The knockdown of Mcrs1 results in a defined differentiation bias towards Erythroblasts. We can proceed by identifying the driving genes that underlay this bias. We first subset the targets to the different Erythroblasts found in the reference. 

In [None]:
# filter out the erythroblast targets 
eryth_names = [n for n in t.names if 'rythroblast' in n]
t_eryth = t.slice_elements(eryth_names)
# drop the Chd4 element from the samples
mcrs4 = s.slice_elements(['shMcrs1', 'shLuc'])

# run the plot without saving to get the returned plot dictionary
gene_sim_plt = t_eryth.gene_similarity_heatmap(mcrs4, 
                                               metric = 'euclid',
                                               display_genes = 'increasing', 
                                               gene_number = 80,
                                               filename = None,
                                               )

The heatmaps reveal that the similarity shift is mainly driven by histone transcripts. We can use the return value of the plot to access the list of genes and assign colors to the different histone types. For this use case and more general data transformations, DPre provides an <i><b>annotate()</b></i> and <i><b>get_ensgs()</b></i> functions based on the Ensemble v96 annotation.

In [None]:
import DPre
# first index the target name, 
# then element 3 of [axes, figure, data], 
# then 'up' for the marker gene type (only one)
# then element 1 of [heatmap data, distance bar data, sum plot data]
# finally the column names of this DataFrame
genelist = gene_sim_plt['Erythroblast'][2]['up'][0].columns

# annotate the ensg keys
genelist = DPre.annotate(genelist, 'mouse')

# assemble lists containing the specific hist*-groups
hist1 = []
hist2 = []
hist3 = []
hist4 = []
for gene in genelist:
    if gene.startswith('Hist1'):
        hist1.append(gene)
    elif gene.startswith('Hist2'):
        hist2.append(gene)
    elif gene.startswith('Hist3'):
        hist3.append(gene)
    elif gene.startswith('Hist4'):
        hist4.append(gene)

# create a dictionary that maps the gene names to a respective color
hist1_cols = dict.fromkeys(hist1, DPre.config.colors[10])
hist2_cols = dict.fromkeys(hist2, DPre.config.colors[11])
hist3_cols = dict.fromkeys(hist3, DPre.config.colors[12])
hist4_cols = dict.fromkeys(hist4, DPre.config.colors[13])
genes_cb = {**hist1_cols, **hist2_cols, **hist3_cols, **hist4_cols}
# plot the color legend
DPre.plot_color_legend(('Hist1', 'Hist2', 'Hist3', 'Hist4'), DPre.config.colors[10:14],
                       filename='hist_legend.png')
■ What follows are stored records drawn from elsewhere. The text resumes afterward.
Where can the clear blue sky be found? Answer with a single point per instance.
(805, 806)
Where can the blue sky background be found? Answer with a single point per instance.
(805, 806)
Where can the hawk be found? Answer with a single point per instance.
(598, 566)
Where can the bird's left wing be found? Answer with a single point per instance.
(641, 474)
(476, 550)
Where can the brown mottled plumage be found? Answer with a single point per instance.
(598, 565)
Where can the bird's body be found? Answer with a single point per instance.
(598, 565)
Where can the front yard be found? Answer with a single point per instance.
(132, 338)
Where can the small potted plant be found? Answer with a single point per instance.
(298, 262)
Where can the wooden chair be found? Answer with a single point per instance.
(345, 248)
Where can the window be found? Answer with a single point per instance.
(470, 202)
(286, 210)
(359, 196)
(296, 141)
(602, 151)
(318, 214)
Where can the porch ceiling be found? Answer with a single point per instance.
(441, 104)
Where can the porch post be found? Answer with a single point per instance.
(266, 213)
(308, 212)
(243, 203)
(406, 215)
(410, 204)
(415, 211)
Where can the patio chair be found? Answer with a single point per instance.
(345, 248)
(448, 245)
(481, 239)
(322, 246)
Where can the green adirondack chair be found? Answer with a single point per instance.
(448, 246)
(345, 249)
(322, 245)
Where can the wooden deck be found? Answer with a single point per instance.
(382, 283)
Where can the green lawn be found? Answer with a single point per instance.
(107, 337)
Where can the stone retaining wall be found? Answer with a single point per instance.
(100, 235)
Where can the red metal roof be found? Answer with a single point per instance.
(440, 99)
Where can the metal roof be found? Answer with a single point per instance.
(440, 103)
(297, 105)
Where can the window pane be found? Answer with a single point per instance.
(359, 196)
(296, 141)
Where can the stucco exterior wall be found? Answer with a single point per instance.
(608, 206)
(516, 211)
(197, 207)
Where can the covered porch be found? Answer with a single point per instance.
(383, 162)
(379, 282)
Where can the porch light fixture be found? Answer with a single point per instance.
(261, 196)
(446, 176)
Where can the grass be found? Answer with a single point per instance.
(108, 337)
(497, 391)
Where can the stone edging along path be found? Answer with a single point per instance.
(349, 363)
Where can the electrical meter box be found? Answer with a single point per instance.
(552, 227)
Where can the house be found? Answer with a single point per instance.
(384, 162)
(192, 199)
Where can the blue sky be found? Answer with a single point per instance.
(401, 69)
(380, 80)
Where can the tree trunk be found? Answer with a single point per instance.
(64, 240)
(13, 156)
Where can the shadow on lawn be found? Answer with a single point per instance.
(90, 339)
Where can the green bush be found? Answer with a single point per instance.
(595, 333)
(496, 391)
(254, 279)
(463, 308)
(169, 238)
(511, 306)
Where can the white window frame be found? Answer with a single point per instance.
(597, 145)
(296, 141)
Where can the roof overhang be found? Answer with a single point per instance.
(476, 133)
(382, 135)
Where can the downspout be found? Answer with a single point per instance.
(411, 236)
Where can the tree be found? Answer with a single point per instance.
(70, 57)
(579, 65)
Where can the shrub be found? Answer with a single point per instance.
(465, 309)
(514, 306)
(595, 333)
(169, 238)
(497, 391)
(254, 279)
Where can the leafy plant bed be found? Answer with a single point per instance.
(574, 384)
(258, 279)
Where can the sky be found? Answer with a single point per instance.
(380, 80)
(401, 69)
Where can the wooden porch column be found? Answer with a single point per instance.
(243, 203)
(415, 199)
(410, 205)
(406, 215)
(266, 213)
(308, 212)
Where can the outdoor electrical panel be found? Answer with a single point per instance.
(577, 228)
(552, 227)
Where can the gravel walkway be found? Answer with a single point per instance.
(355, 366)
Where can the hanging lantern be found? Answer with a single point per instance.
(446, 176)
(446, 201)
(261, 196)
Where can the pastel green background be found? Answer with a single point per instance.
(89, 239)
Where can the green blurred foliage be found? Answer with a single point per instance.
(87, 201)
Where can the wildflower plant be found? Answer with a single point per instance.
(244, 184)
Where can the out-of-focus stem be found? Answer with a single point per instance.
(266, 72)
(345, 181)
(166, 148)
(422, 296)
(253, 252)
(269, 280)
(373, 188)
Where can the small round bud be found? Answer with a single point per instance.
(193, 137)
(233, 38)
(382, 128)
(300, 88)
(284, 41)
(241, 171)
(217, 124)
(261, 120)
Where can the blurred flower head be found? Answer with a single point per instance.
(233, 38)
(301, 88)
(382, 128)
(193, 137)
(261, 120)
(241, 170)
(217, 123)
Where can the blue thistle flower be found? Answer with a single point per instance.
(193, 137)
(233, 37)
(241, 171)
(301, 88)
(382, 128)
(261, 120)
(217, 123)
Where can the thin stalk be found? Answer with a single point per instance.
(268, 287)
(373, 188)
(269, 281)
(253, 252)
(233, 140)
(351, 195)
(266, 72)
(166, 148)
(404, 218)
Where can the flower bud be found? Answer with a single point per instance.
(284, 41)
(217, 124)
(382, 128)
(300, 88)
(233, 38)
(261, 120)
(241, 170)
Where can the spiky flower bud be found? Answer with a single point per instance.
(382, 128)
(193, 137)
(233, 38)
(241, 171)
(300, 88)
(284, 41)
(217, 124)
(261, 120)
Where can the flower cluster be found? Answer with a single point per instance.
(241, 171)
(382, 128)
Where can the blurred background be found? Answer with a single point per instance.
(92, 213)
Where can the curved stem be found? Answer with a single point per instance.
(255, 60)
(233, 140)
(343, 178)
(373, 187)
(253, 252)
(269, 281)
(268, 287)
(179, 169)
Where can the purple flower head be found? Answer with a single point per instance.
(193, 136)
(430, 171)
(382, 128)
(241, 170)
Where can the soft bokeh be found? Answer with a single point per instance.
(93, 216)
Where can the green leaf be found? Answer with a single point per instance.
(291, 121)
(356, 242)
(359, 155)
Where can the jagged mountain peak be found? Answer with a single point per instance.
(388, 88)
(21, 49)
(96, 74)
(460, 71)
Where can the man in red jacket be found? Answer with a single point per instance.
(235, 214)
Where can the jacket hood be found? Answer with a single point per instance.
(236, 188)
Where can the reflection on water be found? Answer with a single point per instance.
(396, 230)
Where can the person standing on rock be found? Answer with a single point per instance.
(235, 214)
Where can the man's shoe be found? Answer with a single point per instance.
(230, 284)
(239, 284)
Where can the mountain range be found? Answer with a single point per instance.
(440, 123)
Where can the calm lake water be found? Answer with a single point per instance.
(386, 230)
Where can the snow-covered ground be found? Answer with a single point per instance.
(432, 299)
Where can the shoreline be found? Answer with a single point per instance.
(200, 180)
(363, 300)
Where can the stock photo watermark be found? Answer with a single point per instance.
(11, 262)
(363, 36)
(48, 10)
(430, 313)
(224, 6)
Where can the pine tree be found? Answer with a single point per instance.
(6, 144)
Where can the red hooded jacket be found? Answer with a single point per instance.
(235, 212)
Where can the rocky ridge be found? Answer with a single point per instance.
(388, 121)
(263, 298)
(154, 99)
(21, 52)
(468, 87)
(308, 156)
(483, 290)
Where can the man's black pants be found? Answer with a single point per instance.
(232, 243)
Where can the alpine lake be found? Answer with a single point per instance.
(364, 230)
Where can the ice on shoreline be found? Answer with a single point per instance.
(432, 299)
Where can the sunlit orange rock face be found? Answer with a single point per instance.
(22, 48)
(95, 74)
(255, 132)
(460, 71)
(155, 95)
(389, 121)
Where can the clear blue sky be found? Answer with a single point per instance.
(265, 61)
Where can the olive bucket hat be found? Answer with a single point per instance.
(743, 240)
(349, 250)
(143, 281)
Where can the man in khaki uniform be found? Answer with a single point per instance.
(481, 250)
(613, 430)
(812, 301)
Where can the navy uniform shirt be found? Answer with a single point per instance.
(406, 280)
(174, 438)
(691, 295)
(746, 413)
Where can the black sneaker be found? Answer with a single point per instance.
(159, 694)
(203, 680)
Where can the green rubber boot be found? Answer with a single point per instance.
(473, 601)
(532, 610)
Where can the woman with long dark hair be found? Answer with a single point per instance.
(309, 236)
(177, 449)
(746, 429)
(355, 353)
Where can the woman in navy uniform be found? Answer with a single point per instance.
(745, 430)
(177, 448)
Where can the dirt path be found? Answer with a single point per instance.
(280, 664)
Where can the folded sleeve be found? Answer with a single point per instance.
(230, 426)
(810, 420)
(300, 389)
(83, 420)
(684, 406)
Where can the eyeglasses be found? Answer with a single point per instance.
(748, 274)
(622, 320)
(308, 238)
# plot the most increasing genes and save
data = t_eryth.gene_similarity_heatmap(mcrs4, 
                                       metric = 'euclid',
                                       display_genes = 'increasing',
                                       gene_number = 80,
                                       heatmap_width = .9,
                                       genelabels_size = .7,
                                       genelabels_space = .5,
                                       show_genes_colorbar = genes_cb,
                                       filename = 'gene_sim_incr.pdf',
                                       HM_WSPACE = .1,           # size constant defining the size between plots (left/right)
                                      )

Or on the command line without colors:

In [None]:
# copy and paste into your terminal
!python ../../dpre.py -pt "mouse" -ts "Basophilic erythroblast" -ts "Erythroblast" -ts "Orthochromatic erythroblast" -ts "Polychromatic erythroblast" -ts "Proerythroblast" -sd "./knockdown_deseq_res" -se "knockdown_expression.tsv" -c "shLuc" -sn "sh knockdown in mESCs" -so -ss "shMcrs1" -ss "shLuc" gene_sim -di "increasing" -gn 80 -hw 0.9 -ges 0.7 -ge 0.7 -f "gene_sim_incr.pdf"

The gene colorbar emphasizes the dominence of Hist1 nicely.